# Video: Finding the Average Value of a Function Involving Trigonometric Functions on a Given Interval Using Integration by Substitution

Find the average value of 𝑓(𝑥) = sin 𝑥 cos⁴𝑥 on the interval [0, 𝜋/2].

04:12

### Video Transcript

Find the average value of the function 𝑓 of 𝑥 is equal to the sin of 𝑥 multiplied by the cos to the fourth power of 𝑥 on the closed interval zero to 𝜋 over two.

We start by recalling that the average value of a function over a closed interval from 𝑎 to 𝑏 is equal to one over 𝑏 minus 𝑎 multiplied by the integral from 𝑎 to 𝑏 of 𝑓 of 𝑥, with respect to 𝑥. In our question, we have that 𝑓 of 𝑥 is equal to sin of 𝑥 multiplied by the cos to the fourth power of 𝑥. And we see that this is defined on the closed interval zero to 𝜋 over two, so we can have that 𝑎 is equal to zero and that 𝑏 is equal to 𝜋 over two.

Now, we can substitute this information into our formula to give us that the average value of the function 𝑓 of 𝑥 over the interval zero to 𝜋 over two is equal to one divided by 𝜋 over two minus zero multiplied by the integral from zero to 𝜋 over two of the sin of 𝑥 multiplied by the cos to the fourth power of 𝑥, with respect to 𝑥. We could start by noticing that one divided by 𝜋 over two minus zero can be simplified to just be two divided by 𝜋.

Now, to evaluate this integral, we need to notice that sin 𝑥 is a multiple of the derivative of the inner part of our composite function, the cos to the fourth power of 𝑥. What this tells us is that we can use integration by substitution to evaluate this integral. So, if we let 𝑢 be equal to the cos of 𝑥, we must have the derivative of 𝑢 with respect to 𝑥 will be equal to negative sin of 𝑥. We must be careful at this point since d𝑢 by d𝑥 is not actually a fraction. But when we are performing an integration by substitution, we can treat it a little bit like a fraction. This would give us that d𝑢 is equal to negative the sin of 𝑥 d𝑥.

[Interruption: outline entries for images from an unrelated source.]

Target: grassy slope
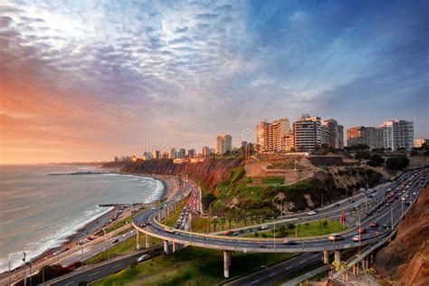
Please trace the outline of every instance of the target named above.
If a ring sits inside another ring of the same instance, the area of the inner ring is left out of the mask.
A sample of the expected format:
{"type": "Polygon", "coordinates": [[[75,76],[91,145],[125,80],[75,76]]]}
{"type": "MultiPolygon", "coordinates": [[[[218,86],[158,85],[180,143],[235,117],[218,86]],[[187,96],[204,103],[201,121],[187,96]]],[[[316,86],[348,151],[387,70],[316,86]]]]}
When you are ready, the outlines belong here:
{"type": "MultiPolygon", "coordinates": [[[[323,221],[314,221],[307,224],[298,224],[298,237],[305,236],[314,236],[314,235],[323,235],[339,233],[343,230],[343,225],[336,221],[325,220],[327,224],[324,225],[323,221]]],[[[274,237],[274,233],[270,231],[259,232],[259,237],[274,237]]],[[[247,237],[255,237],[254,234],[247,234],[247,237]]],[[[296,227],[292,229],[286,228],[286,232],[281,234],[279,231],[279,228],[276,229],[276,238],[281,237],[295,237],[296,236],[296,227]],[[286,234],[286,235],[284,235],[286,234]]]]}
{"type": "MultiPolygon", "coordinates": [[[[140,235],[140,245],[142,247],[145,246],[146,243],[146,235],[140,235]]],[[[150,239],[150,243],[152,245],[154,244],[159,244],[161,241],[157,238],[152,237],[150,239]]],[[[110,258],[119,256],[119,255],[124,255],[124,254],[129,254],[131,253],[133,251],[136,250],[136,236],[133,236],[125,242],[122,242],[120,243],[116,244],[115,246],[110,247],[109,250],[110,258]]],[[[85,261],[85,264],[94,264],[98,262],[104,262],[108,259],[108,253],[104,252],[100,254],[97,254],[87,261],[85,261]]]]}
{"type": "MultiPolygon", "coordinates": [[[[292,255],[234,253],[231,277],[291,258],[292,255]]],[[[94,285],[214,285],[224,280],[222,252],[188,247],[176,253],[139,263],[134,269],[128,268],[94,285]]]]}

We see that we now have a negative sin 𝑥 d𝑥, but our integrand has sin 𝑥 d𝑥. We can get around this by multiplying our integrand by negative one and multiplying the whole integral by negative one. We can then use the fact that d𝑢 is equal to negative the sin of 𝑥 d𝑥 to rewrite our integral as negative two over 𝜋 multiplied by the integral of the cos to the fourth power of 𝑥 d𝑢, where we don’t write the limits to our integral yet because we know an integration by substitution will change the value of our limits.

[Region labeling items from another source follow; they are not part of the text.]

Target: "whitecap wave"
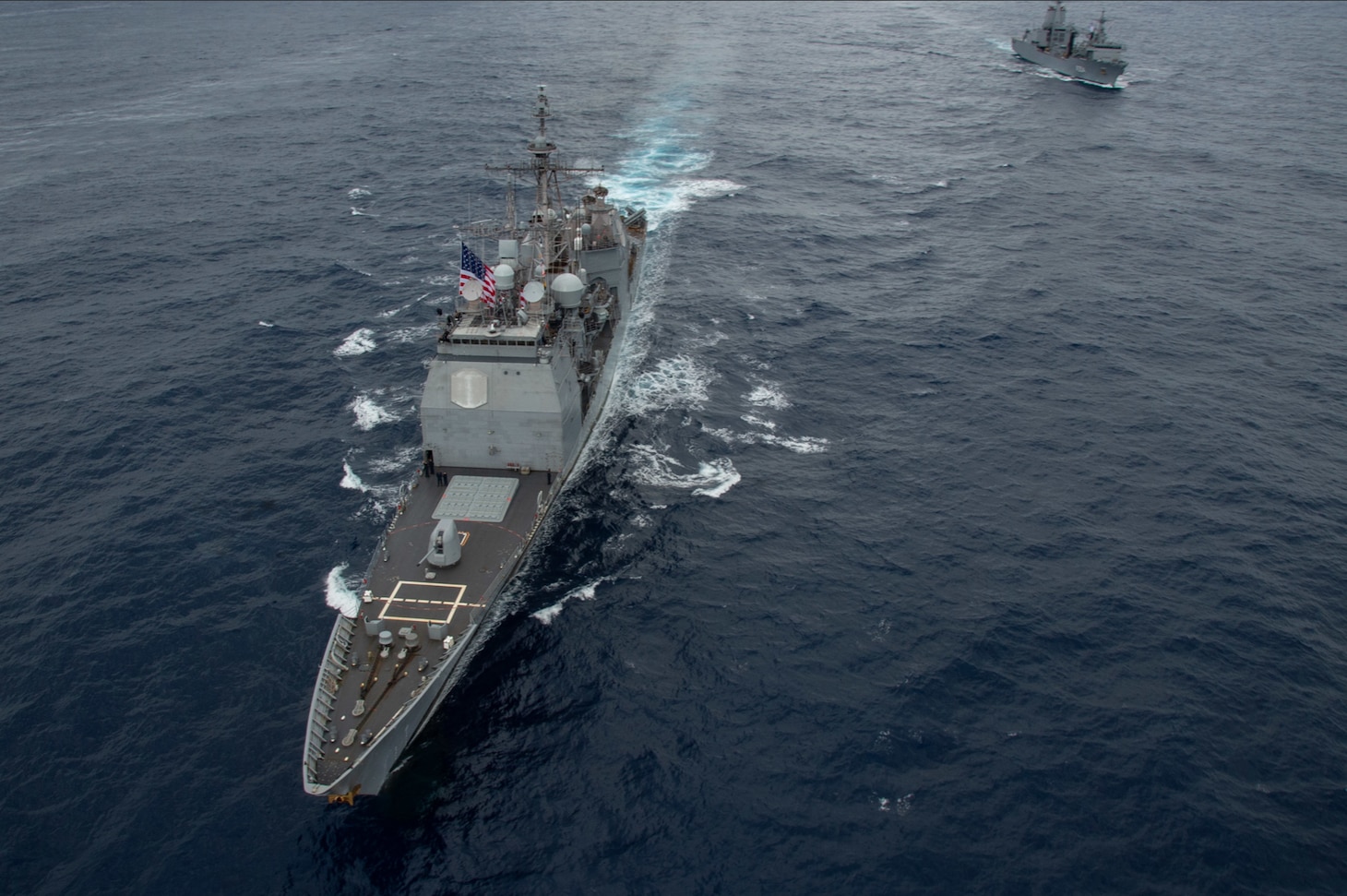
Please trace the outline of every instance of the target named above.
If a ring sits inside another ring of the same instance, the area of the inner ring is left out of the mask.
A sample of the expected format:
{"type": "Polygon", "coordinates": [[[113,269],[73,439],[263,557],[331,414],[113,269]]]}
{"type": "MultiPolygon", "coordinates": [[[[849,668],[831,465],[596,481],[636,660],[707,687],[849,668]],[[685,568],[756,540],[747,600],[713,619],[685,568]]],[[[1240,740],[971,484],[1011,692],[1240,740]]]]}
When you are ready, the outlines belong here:
{"type": "Polygon", "coordinates": [[[730,445],[775,445],[796,454],[823,454],[828,450],[828,439],[814,435],[777,435],[776,433],[731,433],[730,430],[706,430],[707,435],[730,445]]]}
{"type": "Polygon", "coordinates": [[[356,470],[350,469],[350,461],[342,461],[341,469],[341,486],[343,489],[352,489],[353,492],[369,492],[369,486],[365,485],[365,481],[356,476],[356,470]]]}
{"type": "Polygon", "coordinates": [[[342,344],[333,349],[333,354],[339,358],[356,357],[374,350],[374,331],[361,327],[342,340],[342,344]]]}
{"type": "Polygon", "coordinates": [[[594,579],[593,582],[589,582],[587,585],[581,585],[579,587],[571,589],[562,597],[562,600],[556,601],[551,606],[544,606],[536,613],[531,613],[531,616],[543,625],[551,625],[552,620],[555,620],[558,616],[562,614],[562,608],[566,606],[566,601],[571,600],[593,601],[598,586],[602,585],[603,582],[612,582],[612,581],[613,577],[605,575],[602,578],[594,579]]]}
{"type": "Polygon", "coordinates": [[[392,342],[412,342],[415,345],[422,345],[435,335],[440,329],[438,321],[431,321],[430,323],[422,323],[420,326],[408,326],[401,330],[393,330],[388,333],[388,340],[392,342]]]}
{"type": "Polygon", "coordinates": [[[360,613],[360,596],[346,583],[346,563],[334,566],[327,573],[327,606],[346,618],[356,618],[360,613]]]}
{"type": "Polygon", "coordinates": [[[356,428],[368,433],[380,423],[392,423],[397,415],[380,407],[369,393],[357,395],[348,406],[356,414],[356,428]]]}
{"type": "Polygon", "coordinates": [[[630,453],[637,461],[632,465],[633,477],[644,485],[686,489],[692,494],[721,497],[744,478],[727,457],[699,461],[695,473],[680,473],[679,469],[684,469],[683,463],[661,454],[652,445],[633,445],[630,453]]]}
{"type": "Polygon", "coordinates": [[[749,404],[769,407],[777,411],[784,411],[791,407],[791,403],[780,391],[780,387],[772,383],[760,383],[758,385],[754,385],[753,391],[744,396],[744,400],[749,404]]]}
{"type": "Polygon", "coordinates": [[[706,404],[715,371],[687,354],[660,358],[626,385],[624,404],[633,414],[672,407],[695,410],[706,404]]]}
{"type": "Polygon", "coordinates": [[[688,148],[698,135],[679,131],[668,116],[651,119],[628,136],[636,150],[617,163],[616,172],[593,183],[606,186],[618,205],[645,209],[652,230],[699,198],[734,195],[744,189],[725,178],[690,177],[704,171],[714,156],[688,148]]]}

We now use our substitution that 𝑢 is equal to the cos of 𝑥 to rewrite our integrand of the cos to the fourth power of 𝑥 as just 𝑢 to the fourth power. We will now alter the limits of our integral by using substitution, 𝑢 is equal to the cos of 𝑥. We have when 𝑥 is equal to 𝜋 over two, 𝑢 is equal to the cos of 𝜋 over two, which we know is equal to zero. So, we can write the upper limit of our integral as zero.

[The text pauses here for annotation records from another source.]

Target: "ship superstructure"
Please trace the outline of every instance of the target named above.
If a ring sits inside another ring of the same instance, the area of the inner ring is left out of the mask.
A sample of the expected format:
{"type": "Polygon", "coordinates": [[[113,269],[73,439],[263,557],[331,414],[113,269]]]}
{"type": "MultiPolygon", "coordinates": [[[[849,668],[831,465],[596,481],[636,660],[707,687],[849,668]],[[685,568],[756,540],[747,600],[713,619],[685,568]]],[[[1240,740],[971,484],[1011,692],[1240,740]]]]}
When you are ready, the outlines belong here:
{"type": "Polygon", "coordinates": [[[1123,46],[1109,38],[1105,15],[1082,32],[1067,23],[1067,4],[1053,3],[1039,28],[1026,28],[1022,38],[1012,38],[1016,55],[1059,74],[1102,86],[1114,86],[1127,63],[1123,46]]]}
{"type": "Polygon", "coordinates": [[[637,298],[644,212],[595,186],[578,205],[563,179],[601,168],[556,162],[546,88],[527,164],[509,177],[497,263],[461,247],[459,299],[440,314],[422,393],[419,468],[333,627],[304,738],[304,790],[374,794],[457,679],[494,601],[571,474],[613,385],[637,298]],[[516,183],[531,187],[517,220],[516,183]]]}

Similarly, when 𝑥 is equal to zero, we will have that 𝑢 is equal to the cos of zero, which is equal to one, giving us that the lower limit of our integral is one. We can now evaluate this integral by using the power rule for integrals, which says that if 𝑛 is not equal to negative one, then the integral of 𝑥 to the 𝑛th power with respect to 𝑥 is equal to 𝑥 to the power of 𝑛 plus one divided by 𝑛 plus one plus our constant of integration, 𝑐. Where it’s worth noting that we can ignore the constant of integration in this case since we are working with a definite integral.

This gives us that the integral of 𝑢 to the fourth power is equal to 𝑢 to the four plus one divided by four plus one, which we can simplify to just be 𝑢 to the fifth power divided by five. We can then evaluate this at the limits of zero and one to give us negative two over 𝜋 multiplied by zero to the fifth power over five minus one to the fifth power over five. Which, if we calculate, will give us two divided by five 𝜋. Meaning that the average value of the function 𝑓 of 𝑥 is equal to sin of 𝑥 multiplied by cos to the fourth power of 𝑥 on the closed interval zero to 𝜋 over two is equal to two divided by five 𝜋.